I was not yet able to design my own pattern, so I decided to copy existing garments. I studied every detail — how the stitches were done, and in what order. Sewing pattern could be drawn by putting the patternmaking paper above the shirt and tracing the shirt’s figure. My first clothes made was a colorful shirt for my mum, which looks not too bad! Along the way, I learned how to sew neck bindings, attach sleeves, make and install clasps, and finish hems.

Sometimes I was so intrigued by a topic and I searched and watched video one after another, couldn’t stop. Sometimes I was with the health condition, so I had to take some time off.

Gradually, I became a self-taught dressmaker – a hobbyist, not a professional of course. I made pajama sets, shirts with various patterns, a wrap skirt, shorts, pants, and a jinbei, a traditional Japanese loungewear set. Through these projects, I gained some basic ideas about sleeve shapes and how they fit with the clothes, and I became able to make some modifications myself. I learned how to add pajama piping and facing. I grasped and figured out how to make a button fly, which can be quite challenging. Not to mention many other skills. I also gained more confidence and happiness.

My sewing journey continues. Looking back, I realize how far I’ve come.

A year ago, I didn’t even know how to use a sewing machine, and now I’m making my own clothes!

All the process is driven by passion and achieved by accumulating skills little by little.

Turning Toward Data

As my health improved, I felt ready to focus again on something professional.
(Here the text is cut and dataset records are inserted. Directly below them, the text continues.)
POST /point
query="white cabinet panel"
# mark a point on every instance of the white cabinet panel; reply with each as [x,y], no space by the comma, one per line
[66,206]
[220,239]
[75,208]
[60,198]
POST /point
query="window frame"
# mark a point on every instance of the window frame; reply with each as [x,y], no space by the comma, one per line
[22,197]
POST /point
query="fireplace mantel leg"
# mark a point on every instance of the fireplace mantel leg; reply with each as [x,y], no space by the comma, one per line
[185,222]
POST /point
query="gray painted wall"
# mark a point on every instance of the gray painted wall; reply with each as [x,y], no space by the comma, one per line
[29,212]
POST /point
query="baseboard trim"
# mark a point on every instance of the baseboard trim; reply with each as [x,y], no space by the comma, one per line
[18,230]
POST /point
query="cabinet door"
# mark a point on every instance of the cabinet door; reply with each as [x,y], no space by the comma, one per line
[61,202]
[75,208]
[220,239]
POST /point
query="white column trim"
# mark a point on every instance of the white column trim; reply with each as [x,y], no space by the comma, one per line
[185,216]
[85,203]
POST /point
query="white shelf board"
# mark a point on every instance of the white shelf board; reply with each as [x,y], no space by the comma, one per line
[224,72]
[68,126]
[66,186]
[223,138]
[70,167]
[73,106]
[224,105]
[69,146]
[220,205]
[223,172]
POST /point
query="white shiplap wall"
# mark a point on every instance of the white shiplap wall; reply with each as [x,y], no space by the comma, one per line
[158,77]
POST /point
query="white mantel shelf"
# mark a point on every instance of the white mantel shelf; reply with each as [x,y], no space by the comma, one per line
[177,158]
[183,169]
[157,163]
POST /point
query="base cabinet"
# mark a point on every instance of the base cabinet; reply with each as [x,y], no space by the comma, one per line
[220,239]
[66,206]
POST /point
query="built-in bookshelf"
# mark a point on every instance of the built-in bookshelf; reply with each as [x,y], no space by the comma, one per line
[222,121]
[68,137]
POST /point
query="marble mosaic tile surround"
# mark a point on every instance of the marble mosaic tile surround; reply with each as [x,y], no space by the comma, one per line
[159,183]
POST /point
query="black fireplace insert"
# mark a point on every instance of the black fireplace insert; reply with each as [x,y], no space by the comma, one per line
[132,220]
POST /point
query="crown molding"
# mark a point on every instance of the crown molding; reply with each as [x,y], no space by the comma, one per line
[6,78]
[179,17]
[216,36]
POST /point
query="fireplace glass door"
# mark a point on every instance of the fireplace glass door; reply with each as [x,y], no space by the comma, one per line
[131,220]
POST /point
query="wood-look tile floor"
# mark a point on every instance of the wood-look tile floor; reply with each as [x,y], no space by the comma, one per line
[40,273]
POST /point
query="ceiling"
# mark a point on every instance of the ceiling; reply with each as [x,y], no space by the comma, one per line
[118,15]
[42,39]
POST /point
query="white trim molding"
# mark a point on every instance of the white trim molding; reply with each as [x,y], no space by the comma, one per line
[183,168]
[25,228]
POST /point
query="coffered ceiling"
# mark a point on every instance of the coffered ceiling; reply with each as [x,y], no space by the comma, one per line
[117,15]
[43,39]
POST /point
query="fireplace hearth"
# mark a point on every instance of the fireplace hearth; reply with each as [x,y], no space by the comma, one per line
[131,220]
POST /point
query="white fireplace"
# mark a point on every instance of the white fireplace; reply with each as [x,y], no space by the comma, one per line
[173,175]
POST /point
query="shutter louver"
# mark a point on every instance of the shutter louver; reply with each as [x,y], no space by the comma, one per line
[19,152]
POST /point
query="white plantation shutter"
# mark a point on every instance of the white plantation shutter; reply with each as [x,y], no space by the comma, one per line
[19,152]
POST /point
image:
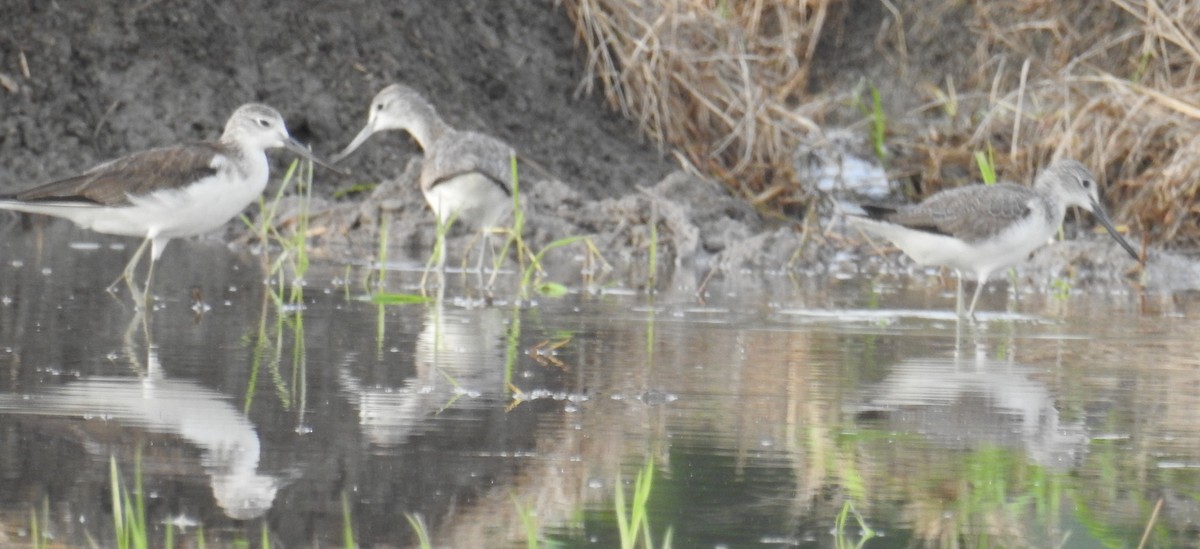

I’ve always been drawn to data analysis and sometimes regret not pursuing a master’s degree in analytics. Northwestern has very prestigious program. I got a 3.94 GPA (even though my final GPA ended lower last quarter) at Northwestern the time in Senior year when I applied graduate school. So, I probably had a fair chance getting in.

Reflecting on my background, I realized I already had a strong foundation:

solid SQL knowledge
several statistics courses from college and grad school
backgrounds in math, economics, and engineering
Python experience
work in data services and risk management consulting
attention to detail
and, most importantly, a passion and an inquisitive mind

If driven by passion, I could become a tailor from zero to one, why can’t I learn data analytics on my own pace?

Building My New Toolkit

I researched and enrolled in two Coursera programs:

IBM Data Analyst Professional Certificate
Google Advanced Data Analytics Professional Certificate

Together they include 19 courses, both heavily focused on Python. The Google track also covers statistics and machine learning — topics I’m eager to master — while the IBM track includes web scraping and Tableau, both useful for data projects.

To strengthen my logic and SQL fluency, I started solving LeetCode database problems daily. After finishing these certificates, I would like to get to know more about A/B testing (I’ve already found two Udacity courses) and participate in Kaggle projects to apply my skills.

So far, six weeks have passed. I am doing okay:

✅ 3 IBM courses completed
✅ 2 Google courses completed
✅ 90 SQL problems solved (easy + medium)
✅ 15 algorithm problems solved (for fun!)

I review often using the Ebbinghaus memory curve, since my working memory tends to outperform my long-term memory. I hadn’t coded in Python or SQL for a while, but now my skills are warming up again — and I can almost feel neurons reconnecting in my brain. 😊

Sewing and Data — Patterns of the Same Thread

Sewing and data analysis might seem unrelated, yet they share the same spirit. Both require precision, creativity, patience, and curiosity. Whether I’m stitching a sleeve or writing a loop, I find joy in creating something meaningful — one step, one line, one stitch at a time.

I will keep posting my progress on this blog along the way.